Available at: http://digitalcommons.calpoly.edu/theses/1511
Date of Award
MS in Computer Science
As part of an ongoing multidisciplinary effort at California Polytechnic State University, biologists and computer scientists have developed a new Library-Dependent Microbial Source Tracking method for identifying the host animals causing fecal contamination in local water sources. The Cal Poly Library of Pyroprints (CPLOP) is a database which stores E. coli representations of fecal samples from known hosts acquired from a novel method developed by the biologists called Pyroprinting. The research group considers E. coli samples whose Pyroprints match above a certain threshold to be part of the same bacterial strain. If an environmental sample from an unknown host animal matches one of the strains in CPLOP, then it is likely that the host of the unknown sample is the same species as one of the hosts that the strain was previously found in. The computer science technique for finding groups of related data (ie. strains) in a data set is called clustering. In this thesis, we evaluate the use of density-based clustering for identifying strains in CPLOP. Density-based clustering finds clusters of points which have a minimum number of other points within a given radius.

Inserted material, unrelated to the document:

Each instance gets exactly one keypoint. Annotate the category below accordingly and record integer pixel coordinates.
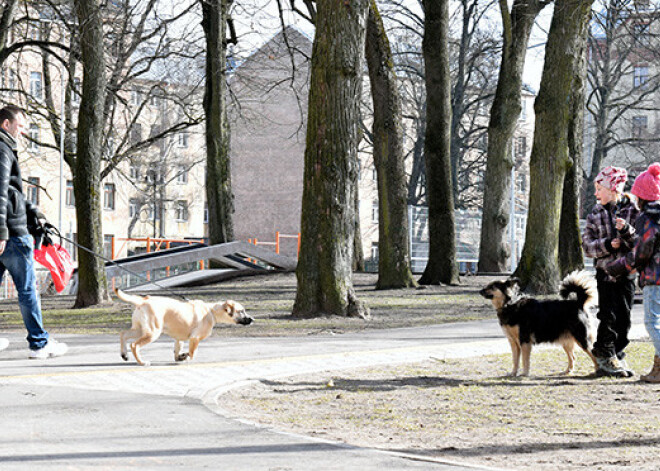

We contribute a clustering algorithm based on the original DBSCAN algorithm which removes points from the search space after they have been seen once. We also present a new method for comparing Pyroprints which is algebraically related to the current method. The method has mathematical properties which make it possible to use Pyroprints in a spatial index we designed especially for Pyroprints, which can be utilized by the DBSCAN algorithm to speed up clustering.